Cancun Desperate to Hold Its Sand
email this pageprint this pageemail usChris Hawley - Arizona Republic


Engineers are trying to find a way to permanently protect the beach, perhaps with giant underwater barriers.
Cancun, Mexico - What's a beach resort without a beach?

It's a question that concerns people here in one of the world's biggest tourist destinations, a city locked in a 30-year-long struggle to keep its coastline from washing into the sea.

Last month, workers wrapped up the first part of a gigantic project to restore Cancun's beach after Hurricane Wilma blasted the resort in October. They sucked up sand from a site 20 miles offshore, carried it to Cancun on a ship and used pipes to pump the sand onto the shore.

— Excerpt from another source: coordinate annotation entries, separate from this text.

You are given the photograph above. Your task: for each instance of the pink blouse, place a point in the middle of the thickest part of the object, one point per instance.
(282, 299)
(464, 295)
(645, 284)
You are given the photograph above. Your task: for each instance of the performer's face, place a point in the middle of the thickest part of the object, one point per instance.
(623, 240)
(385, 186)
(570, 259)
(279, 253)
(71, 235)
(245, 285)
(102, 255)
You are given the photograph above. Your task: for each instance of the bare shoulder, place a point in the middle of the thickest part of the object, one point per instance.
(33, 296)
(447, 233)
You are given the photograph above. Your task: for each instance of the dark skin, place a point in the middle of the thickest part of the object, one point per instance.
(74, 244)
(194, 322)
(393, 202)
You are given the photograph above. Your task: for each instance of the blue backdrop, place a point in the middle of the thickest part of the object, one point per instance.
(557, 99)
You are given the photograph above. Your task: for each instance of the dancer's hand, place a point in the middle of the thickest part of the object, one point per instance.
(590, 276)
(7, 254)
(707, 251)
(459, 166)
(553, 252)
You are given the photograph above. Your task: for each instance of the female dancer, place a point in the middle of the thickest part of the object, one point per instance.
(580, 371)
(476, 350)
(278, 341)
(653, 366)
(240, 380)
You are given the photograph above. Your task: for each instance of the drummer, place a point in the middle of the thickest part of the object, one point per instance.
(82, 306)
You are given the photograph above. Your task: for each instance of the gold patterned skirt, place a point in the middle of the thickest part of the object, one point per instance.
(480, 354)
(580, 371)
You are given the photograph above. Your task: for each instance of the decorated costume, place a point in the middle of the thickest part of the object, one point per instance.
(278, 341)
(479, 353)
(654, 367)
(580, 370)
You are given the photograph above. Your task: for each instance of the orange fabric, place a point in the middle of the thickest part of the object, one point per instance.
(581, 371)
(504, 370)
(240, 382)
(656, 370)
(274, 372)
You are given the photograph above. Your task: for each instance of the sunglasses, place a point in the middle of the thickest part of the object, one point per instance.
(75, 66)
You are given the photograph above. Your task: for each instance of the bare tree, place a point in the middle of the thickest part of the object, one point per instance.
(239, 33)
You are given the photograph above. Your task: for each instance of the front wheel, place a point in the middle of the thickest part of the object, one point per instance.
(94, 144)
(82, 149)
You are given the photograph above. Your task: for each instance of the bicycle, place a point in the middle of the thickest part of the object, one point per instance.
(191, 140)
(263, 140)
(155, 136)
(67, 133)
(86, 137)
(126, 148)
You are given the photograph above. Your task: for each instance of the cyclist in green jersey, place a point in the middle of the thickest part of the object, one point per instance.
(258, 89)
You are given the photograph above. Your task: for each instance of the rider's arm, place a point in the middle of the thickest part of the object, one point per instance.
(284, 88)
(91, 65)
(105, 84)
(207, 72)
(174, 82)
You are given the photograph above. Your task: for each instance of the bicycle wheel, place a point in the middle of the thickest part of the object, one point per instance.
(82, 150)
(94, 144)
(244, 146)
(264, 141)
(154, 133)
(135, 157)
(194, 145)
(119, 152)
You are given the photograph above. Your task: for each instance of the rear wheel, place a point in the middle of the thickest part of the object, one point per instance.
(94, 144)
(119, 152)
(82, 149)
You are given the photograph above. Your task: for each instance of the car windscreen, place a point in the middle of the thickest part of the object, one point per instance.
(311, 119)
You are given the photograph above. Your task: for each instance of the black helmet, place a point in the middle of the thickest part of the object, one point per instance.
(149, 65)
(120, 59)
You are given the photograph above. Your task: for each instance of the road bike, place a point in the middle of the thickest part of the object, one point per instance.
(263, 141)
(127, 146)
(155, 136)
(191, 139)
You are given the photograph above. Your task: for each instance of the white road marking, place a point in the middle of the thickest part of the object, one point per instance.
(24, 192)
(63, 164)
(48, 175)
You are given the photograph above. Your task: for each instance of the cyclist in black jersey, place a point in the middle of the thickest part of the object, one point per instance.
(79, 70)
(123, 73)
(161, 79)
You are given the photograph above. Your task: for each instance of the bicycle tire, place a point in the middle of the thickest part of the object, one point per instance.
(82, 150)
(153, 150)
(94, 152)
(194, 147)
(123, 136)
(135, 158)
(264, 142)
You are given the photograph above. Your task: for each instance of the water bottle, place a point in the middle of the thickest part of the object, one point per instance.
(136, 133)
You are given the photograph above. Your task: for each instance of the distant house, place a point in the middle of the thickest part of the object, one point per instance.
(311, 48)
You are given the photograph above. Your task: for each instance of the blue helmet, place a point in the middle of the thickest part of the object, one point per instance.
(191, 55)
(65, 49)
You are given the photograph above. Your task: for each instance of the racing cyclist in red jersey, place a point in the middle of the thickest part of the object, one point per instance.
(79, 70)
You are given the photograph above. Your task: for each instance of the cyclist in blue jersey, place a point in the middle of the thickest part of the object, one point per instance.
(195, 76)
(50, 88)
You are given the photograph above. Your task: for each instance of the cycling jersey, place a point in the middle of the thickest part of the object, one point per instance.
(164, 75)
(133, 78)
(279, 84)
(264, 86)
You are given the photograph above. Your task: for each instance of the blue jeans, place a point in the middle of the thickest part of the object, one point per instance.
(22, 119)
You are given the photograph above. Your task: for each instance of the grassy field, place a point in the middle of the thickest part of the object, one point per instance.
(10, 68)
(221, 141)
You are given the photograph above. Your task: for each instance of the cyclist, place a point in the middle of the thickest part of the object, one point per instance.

But experts say it's just a matter of time before nature takes the beach away again. Engineers are trying to find a way to permanently protect the beach, perhaps with giant underwater barriers.

At stake is the largest of the beach resorts that ring Mexico, an international attraction that dwarfs others like Cabo San Lucas, Rocky Point and Mazatlan. Cancun accounts for one-third of all of Mexico's tourism income, more than $3 billion a year.

Cancun's beach problems are not unique, but long-term beach loss would be a catastrophe because the city also is a jobs center for tens of thousands of Mexicans. Tourism pumped about $11 billion into Mexico in 2005. Officials there already attribute a dip in tourism to beach erosion.

"They have to do something," Delfino Mora Sosa, an employee at the Flamingo Hotel, said as he gazed at the new man-made beach from the hotel's roof. "People come here for the beach. Without that, there's no reason to come."

The soft sand and dazzling waters are what inspired the Mexican government to turn Cancun Island into the country's first planned resort in 1974.

Back then, Cancun was little more than a sandbar near the town of Puerto Juarez, on the eastern side of the Yucatan Peninsula. The government built causeways, water treatment plants and a modern airport. Soon, hotels were popping up all along the island.

Cancun now attracts 4.6 million tourists a year, easily outdrawing by more than 3 million visitors the Baja resort area of Los Cabos, which includes Cabo San Lucas.

But Cancun has a special weakness. Unlike resorts such as Acapulco or Ixtapa, which are on the mainland protected by large bays, Cancun's resorts and hotels are on a barrier island, a straight line of sand completely exposed to the Caribbean Sea. Waves keep the sand constantly moving.

Cancun's location puts it in the Caribbean hurricane corridor, and it has been hit several times in the past few decades.

By 2005, Cancun's beach had shrunk from a high of 178 feet in 1973 to 15 feet in some places.